Come to Me Not in Winter’s White
by Roger Zelazny and Harlan Ellison
She was dying and he was the richest man in the world, but he couldn’t buy her life. So he did the next best thing. He built the house, different from any other house that had ever been. She was transported to it by ambulance, and their goods and furnishings followed in many vans.
They had been married little over a year; then she had been stricken. The specialists shook their heads and named a new disease after her. They gave her six-months-to-a year; then they departed, leaving behind them prescriptions and the smell of antiseptics. But he was not defeated. Nothing as comrnonplace as death could defeat him.
For he was the greatest physicist ever employed by AT T in the year of Our Lord and President Farrar, nineteen hundred and ninety-eight.
(When one is incalculably wealthy from birth, one feels a sense of one’s own personal unworthiness; so having been denied the joys of grueling labor and abject poverty, he had labored over himself. He had made of himself one who was incalculably worthy—the greatest physicist the world had ever known. It was enough for him…until he had met her. Then he wanted much more.)

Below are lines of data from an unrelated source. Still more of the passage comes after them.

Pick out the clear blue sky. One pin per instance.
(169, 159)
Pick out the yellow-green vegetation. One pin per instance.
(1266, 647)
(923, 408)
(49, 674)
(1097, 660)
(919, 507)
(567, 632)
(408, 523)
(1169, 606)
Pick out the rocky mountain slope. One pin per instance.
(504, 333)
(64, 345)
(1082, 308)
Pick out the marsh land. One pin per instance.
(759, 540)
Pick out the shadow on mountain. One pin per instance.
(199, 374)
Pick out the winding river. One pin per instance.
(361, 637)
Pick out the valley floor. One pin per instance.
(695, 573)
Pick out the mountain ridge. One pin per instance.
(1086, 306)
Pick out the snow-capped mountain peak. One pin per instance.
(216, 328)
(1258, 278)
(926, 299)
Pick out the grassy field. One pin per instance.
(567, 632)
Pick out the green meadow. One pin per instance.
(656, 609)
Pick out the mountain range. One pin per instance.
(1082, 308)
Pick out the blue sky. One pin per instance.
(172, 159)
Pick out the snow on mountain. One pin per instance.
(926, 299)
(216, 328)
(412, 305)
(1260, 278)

He didn’t have to work for AT T, but he enjoyed it. They allowed him the use of their immense research facilities to explore his favorite area—Time—and the waning thereof.
He knew more about the nature of Time than any other human being who had ever lived.

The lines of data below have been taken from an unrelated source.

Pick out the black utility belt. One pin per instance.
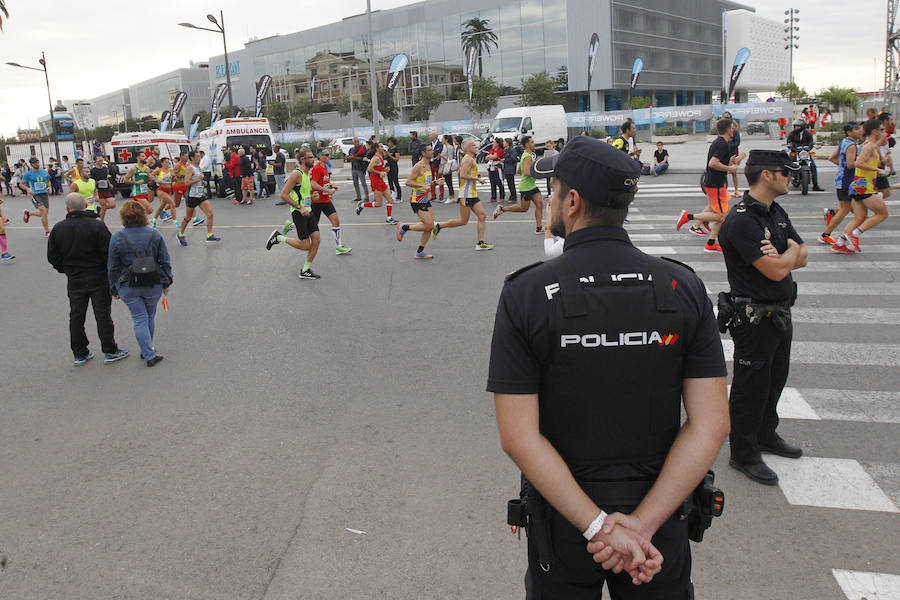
(736, 311)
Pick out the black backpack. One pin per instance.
(143, 270)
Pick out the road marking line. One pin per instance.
(828, 483)
(862, 585)
(835, 353)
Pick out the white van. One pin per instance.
(228, 133)
(542, 123)
(124, 149)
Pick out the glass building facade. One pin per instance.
(516, 40)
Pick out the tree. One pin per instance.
(302, 114)
(836, 98)
(485, 93)
(279, 113)
(389, 112)
(479, 36)
(790, 90)
(537, 90)
(426, 101)
(640, 102)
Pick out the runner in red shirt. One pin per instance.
(322, 204)
(377, 170)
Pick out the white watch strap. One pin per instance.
(595, 526)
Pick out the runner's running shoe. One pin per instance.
(80, 362)
(273, 239)
(115, 356)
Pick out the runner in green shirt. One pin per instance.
(528, 189)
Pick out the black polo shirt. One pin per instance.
(522, 339)
(747, 224)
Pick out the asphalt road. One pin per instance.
(288, 412)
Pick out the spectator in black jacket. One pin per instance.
(78, 247)
(415, 147)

It might be said that Carl Manos was Chronos/Ops/Saturn/Father Time himself, for he fitted even the description with his long dark beard and his slashing, scythe-like walking-stick. He knew Time as no other man had ever known it, and he had the power and the will and the love to exploit it.
How?
Well, there was the house. He’d designed it himself. Had it built in less than six weeks, settling a strike by himself to insure its completion on time.